Peele: Likewise. You know, Tracy’s shown us many sides of him before. But the person I met at the Four Seasons, there was a richer spectrum than I’ve ever seen in one show. So we wanted to put a show together where we get to meet the full spectrum of Tracy. He’s a spiritual man. He’s a mischievous thinker. He’s a very intelligent, very strategic man.
Morgan: Sometimes I can be catastrophic. Sometimes I can be a catastrophic thinker. I think catastrophically.
Peele: He can be catastrophic.
Morgan: I tell you, a lot of people are excited that I’m coming back to TV. But I’m glad it’s with my boy J.P.
“I think onstage and on set I’m more aware. Maybe it’s the fact that we got hit from behind. I’m aware of everything going on. I feel like my comedy speed is faster.”
What does it feel like to be coming back?
Morgan: I never left. LL Cool J said, “Don’t call it a comeback. I been here for years.” [Laughs] “Mama said knock you out.” Ain’t no Walmart truck gonna stop me.
Peele: That’s right.
Morgan: I ain’t been nowhere. I’m right here.
The show’s so grounded. It feels different from “30 Rock” or things you did on “SNL.”

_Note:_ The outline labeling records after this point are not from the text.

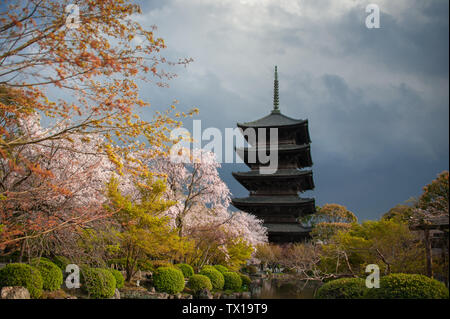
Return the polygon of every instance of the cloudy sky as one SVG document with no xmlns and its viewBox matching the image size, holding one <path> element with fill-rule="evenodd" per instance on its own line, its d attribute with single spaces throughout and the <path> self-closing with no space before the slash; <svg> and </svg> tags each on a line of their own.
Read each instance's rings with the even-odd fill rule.
<svg viewBox="0 0 450 319">
<path fill-rule="evenodd" d="M 380 8 L 368 29 L 367 4 Z M 234 128 L 272 108 L 307 118 L 318 205 L 377 219 L 418 196 L 449 163 L 449 2 L 446 0 L 152 0 L 139 21 L 157 25 L 165 55 L 194 59 L 169 88 L 142 96 L 165 109 L 198 107 L 202 127 Z M 150 116 L 150 113 L 149 113 Z M 186 127 L 192 121 L 186 121 Z M 206 144 L 207 142 L 205 142 Z M 234 196 L 247 191 L 224 164 Z"/>
</svg>

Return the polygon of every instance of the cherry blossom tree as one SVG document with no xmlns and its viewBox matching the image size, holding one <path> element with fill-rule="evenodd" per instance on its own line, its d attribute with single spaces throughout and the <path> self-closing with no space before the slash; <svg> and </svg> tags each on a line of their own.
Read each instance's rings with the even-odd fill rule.
<svg viewBox="0 0 450 319">
<path fill-rule="evenodd" d="M 20 129 L 30 138 L 45 130 L 38 116 L 21 120 Z M 23 145 L 14 151 L 16 162 L 33 164 L 20 170 L 0 159 L 1 248 L 20 243 L 23 252 L 27 240 L 73 231 L 107 216 L 104 187 L 114 165 L 99 152 L 101 140 L 98 134 L 72 134 Z"/>
<path fill-rule="evenodd" d="M 196 240 L 191 262 L 202 265 L 218 255 L 230 258 L 228 248 L 239 240 L 249 247 L 267 242 L 262 221 L 251 214 L 228 210 L 231 193 L 220 178 L 220 164 L 211 152 L 195 150 L 189 160 L 176 162 L 161 157 L 152 163 L 168 183 L 169 199 L 175 200 L 167 214 L 180 236 Z M 228 247 L 228 248 L 227 248 Z"/>
</svg>

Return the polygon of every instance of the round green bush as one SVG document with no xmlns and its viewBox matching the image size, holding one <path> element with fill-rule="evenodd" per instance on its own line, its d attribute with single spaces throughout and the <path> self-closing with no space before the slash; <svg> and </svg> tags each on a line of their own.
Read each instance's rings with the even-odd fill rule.
<svg viewBox="0 0 450 319">
<path fill-rule="evenodd" d="M 173 267 L 174 265 L 168 260 L 149 260 L 148 263 L 152 265 L 154 269 L 160 267 Z"/>
<path fill-rule="evenodd" d="M 191 265 L 188 264 L 176 264 L 175 265 L 178 269 L 181 270 L 183 273 L 184 278 L 189 278 L 194 274 L 194 268 L 192 268 Z"/>
<path fill-rule="evenodd" d="M 417 274 L 390 274 L 381 277 L 380 288 L 368 289 L 374 299 L 448 299 L 448 289 L 435 279 Z"/>
<path fill-rule="evenodd" d="M 250 283 L 252 282 L 250 277 L 247 275 L 244 275 L 244 274 L 239 274 L 239 276 L 241 277 L 241 280 L 242 280 L 242 286 L 245 286 L 248 288 L 250 286 Z"/>
<path fill-rule="evenodd" d="M 96 299 L 111 298 L 116 291 L 116 278 L 104 268 L 82 268 L 83 287 Z"/>
<path fill-rule="evenodd" d="M 189 278 L 188 286 L 194 293 L 198 293 L 203 289 L 212 290 L 211 280 L 204 275 L 192 275 Z"/>
<path fill-rule="evenodd" d="M 218 271 L 220 271 L 222 274 L 229 271 L 227 267 L 222 265 L 214 265 L 214 268 L 216 268 Z"/>
<path fill-rule="evenodd" d="M 52 262 L 56 266 L 58 266 L 63 271 L 63 273 L 66 271 L 67 265 L 71 264 L 69 258 L 64 256 L 55 256 L 52 258 Z"/>
<path fill-rule="evenodd" d="M 28 289 L 32 298 L 42 295 L 41 273 L 33 266 L 21 263 L 8 264 L 0 269 L 0 287 L 21 286 Z"/>
<path fill-rule="evenodd" d="M 200 275 L 208 277 L 209 280 L 211 280 L 214 289 L 221 290 L 225 284 L 225 278 L 222 273 L 212 266 L 203 267 L 202 271 L 200 271 Z"/>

Morgan: That’s what I love about Jordan. He kept the storyline grounded because it’s real. The comedy’s organic. It’s going to be there with me, Tiffany [Haddish], Cedric [the Entertainer]. We got some funny people on the show. But what’s important is that we keep the storyline grounded.
Peele: Tracy was coming to me and was coming to this show with a fresh perspective, because of the personal tragedy in his life. He came looking at the world with a great optimism and a positivity. Not a lot of people come out of a situation like that looking at the world as a beautiful place. So we wanted the show to be an acknowledgment of things that have gone wrong in this person’s past, but we also wanted it to be a celebration of life.
Jordan, how do you write for someone whose comedic voice is as unique as Tracy’s?
Peele: Tracy is one of these guys who is about as crystal clear as anyone in the industry, has his comedic voice and comedic tone established in the world. He’s irreverent and persistent and playful. He’s also a prophet, you know what I mean? There’s a deep wisdom. So there’s this really paradoxical tone. There are times when I feel like if you can hear him saying it in your head, you know it works.
Tracy, do you feel like the accident changed your comedy?
Morgan: I think onstage and on set I’m more aware. Maybe it’s the fact that we got hit from behind. I’m aware of everything going on. I feel like my comedy speed is faster. I see things clearer. So when I’m reading something Jordan writes, I can see it. I don’t just call Jordan Peele “Jordan Peele.” Do you really want to know what I call him?
Yes, I do.
Morgan: I call him Captain James P. Kirk. And you better pronounce that goddamn “P.” Piberius!
Peele: There’s one moment that always makes me laugh. I was on the phone with Tracy, and he started coughing. He was eating something and just started coughing, probably for about 30 seconds. I said, “Tray, are you all right?” He says [slips into Morgan impression], “Yeah, gonna get some water.” After about five more seconds he goes, “Well, survived getting hit by a truck, get killed by a Ding Dong.”
Morgan: [Laughs] Those goddamn Ding Dongs! I didn’t know you remembered that. Yo, can I tell you something? My most important thing in my life other than my kids is my sense of humor. I put that in Jordan’s hands. And he’s taken damn good care of it. That’s what God gave me to get through all the dark times in my life.